Pizza Factory Express locations help the chain service new communities. Menus are curated for speed.Pizza Factory Express locations help the chain service new communities. Menus are curated for speed.Pizza Factory drivers handle most of the delivery, but one store is experimenting with third-party delivery. Each express unit has a pickup window.

The prototype for the Pizza Factory Express store starts at 1,000 square feet, compared with the traditional stores that range from 1,500 to 4,000 square feet. The lobby in the Express model is just 200 square feet. This leaves around 800 square feet for the back of house, the same as traditional locations, says Gibbs.
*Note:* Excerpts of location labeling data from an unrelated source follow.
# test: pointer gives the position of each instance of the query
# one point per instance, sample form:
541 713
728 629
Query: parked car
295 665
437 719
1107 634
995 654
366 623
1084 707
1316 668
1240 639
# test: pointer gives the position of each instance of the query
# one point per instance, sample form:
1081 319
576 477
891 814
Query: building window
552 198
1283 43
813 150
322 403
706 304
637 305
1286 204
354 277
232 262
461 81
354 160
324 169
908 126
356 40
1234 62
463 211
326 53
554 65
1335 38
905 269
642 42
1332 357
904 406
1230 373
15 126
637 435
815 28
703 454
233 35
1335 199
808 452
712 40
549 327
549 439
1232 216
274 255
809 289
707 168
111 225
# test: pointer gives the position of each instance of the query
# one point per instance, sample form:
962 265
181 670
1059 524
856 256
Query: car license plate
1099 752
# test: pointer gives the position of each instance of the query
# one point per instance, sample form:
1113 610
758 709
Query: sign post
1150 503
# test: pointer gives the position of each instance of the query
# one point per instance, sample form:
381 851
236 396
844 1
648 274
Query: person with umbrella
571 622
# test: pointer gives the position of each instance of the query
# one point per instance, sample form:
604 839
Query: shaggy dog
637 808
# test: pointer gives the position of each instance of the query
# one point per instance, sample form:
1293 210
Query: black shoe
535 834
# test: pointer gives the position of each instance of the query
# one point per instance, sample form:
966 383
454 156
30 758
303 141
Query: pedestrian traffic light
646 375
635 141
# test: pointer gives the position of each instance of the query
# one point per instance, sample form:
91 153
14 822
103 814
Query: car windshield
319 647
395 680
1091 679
These small stores make it easier for existing franchisees to open new stores. If a store is too busy, opening an Express location nearby means some customers could shift to that store, if it’s closer to them. There can also be a joint manager and employee crossover, Gibbs points out.
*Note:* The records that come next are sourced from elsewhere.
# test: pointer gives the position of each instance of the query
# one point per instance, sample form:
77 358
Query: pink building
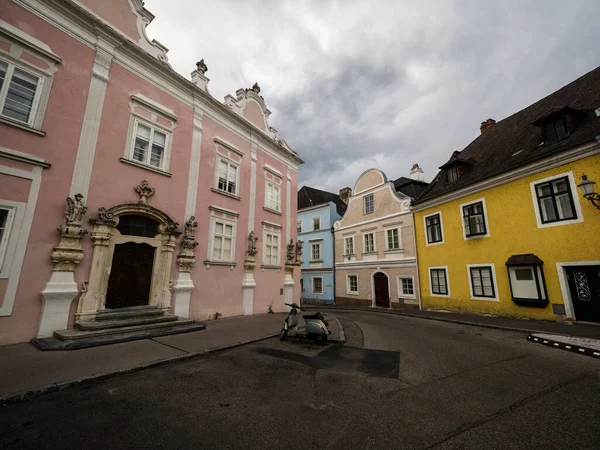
166 200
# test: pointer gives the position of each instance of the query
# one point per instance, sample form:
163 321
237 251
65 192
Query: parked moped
316 328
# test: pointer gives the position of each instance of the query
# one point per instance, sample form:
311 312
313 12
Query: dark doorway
130 275
382 291
584 285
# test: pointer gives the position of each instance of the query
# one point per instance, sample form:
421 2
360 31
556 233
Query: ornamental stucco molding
69 252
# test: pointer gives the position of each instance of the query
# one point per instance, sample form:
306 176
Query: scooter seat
318 316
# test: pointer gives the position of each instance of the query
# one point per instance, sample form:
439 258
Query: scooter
317 328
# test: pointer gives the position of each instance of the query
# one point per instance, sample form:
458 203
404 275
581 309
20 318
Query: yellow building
503 228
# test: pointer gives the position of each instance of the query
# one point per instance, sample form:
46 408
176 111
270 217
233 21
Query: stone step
52 343
75 333
132 311
124 322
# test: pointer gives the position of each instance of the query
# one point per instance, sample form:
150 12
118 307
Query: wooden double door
584 286
130 275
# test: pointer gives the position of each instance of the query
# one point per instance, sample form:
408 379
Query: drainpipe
333 265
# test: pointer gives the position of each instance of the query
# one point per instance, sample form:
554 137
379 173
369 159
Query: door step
117 336
126 321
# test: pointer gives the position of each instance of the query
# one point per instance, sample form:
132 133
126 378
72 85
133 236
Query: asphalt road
399 383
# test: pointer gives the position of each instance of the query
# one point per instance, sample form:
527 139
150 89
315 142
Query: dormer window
555 131
452 174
The Express stores are also faster and less expensive to open since they require less furniture, fixtures and equipment and have lower rent — usually around 25% of a traditional store. In fact, adds Gibbs, it costs about half as much to open an Express location than a traditional store.
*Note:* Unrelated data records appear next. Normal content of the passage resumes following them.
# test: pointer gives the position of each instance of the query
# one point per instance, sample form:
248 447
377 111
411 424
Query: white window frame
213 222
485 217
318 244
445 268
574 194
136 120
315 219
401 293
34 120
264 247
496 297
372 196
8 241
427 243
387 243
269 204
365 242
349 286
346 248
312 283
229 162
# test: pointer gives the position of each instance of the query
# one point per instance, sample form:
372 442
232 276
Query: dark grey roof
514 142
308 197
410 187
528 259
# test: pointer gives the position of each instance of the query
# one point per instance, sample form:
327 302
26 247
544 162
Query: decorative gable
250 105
Pizza Factory Express locations have similar food costs, but the overall traffic is lower, says Gibbs. This is mostly attributed to the loss of alcohol sales. However, the average check for online orders, at $38, is about 5% higher than traditional sales.

Pizza Factory has been looking to grow beyond its West Coast roots, and the Express locations will help it achieve that. They also make it easier to serve new communities, Gibbs points out.

The Express stores “are doing well,” Gibbs says. “They are a different type of restaurant for us because there’s no dining room, so there’s no buffet, no salad bar, no party rooms.” However, the stores do have refrigerated merchandisers with salads and beverages in the lobbies.

The menus at Pizza Factory Express intentionally feature fewer options in categories such as pizza, salad and dessert. “It’s a matter of velocity and the amount of prep we want staff doing,” says Gibbs. “And we’re trying to be as efficient as we can, even though everything is made fresh at each store.”

Only one Express store offers seating, accommodating 24 guests, but for other locations to offer this they’d require 1,200 to 1,500 square feet. They also require fewer employees because the daytime business is not as strong without the salad bar or buffet offerings. “They have less prep in the day, so that saves on labor. And they don’t have to tend to and clean a dining room, and there are very few dishes,” Gibbs points out.

Looking ahead, Pizza Factory Express could work well for nontraditional locations. The company already plans to open an Express in the lobby of a coffee shop in Oakland, Calif. This store will be around 600 square feet, which is possible largely because it will store items in the coffee shop’s walk-in cooler and doesn’t require its own lobby. “We’ll have the opportunity to see our brand in a market we wouldn’t normally,” says Gibbs. Pizza Factory plans to open two to three Express units annually.

Tristano expects to see more express concepts going forward. “As more traditional, larger locations age and need updating, we should see newer restaurant spaces being built to replace them with more contemporary, newer stores,” he says.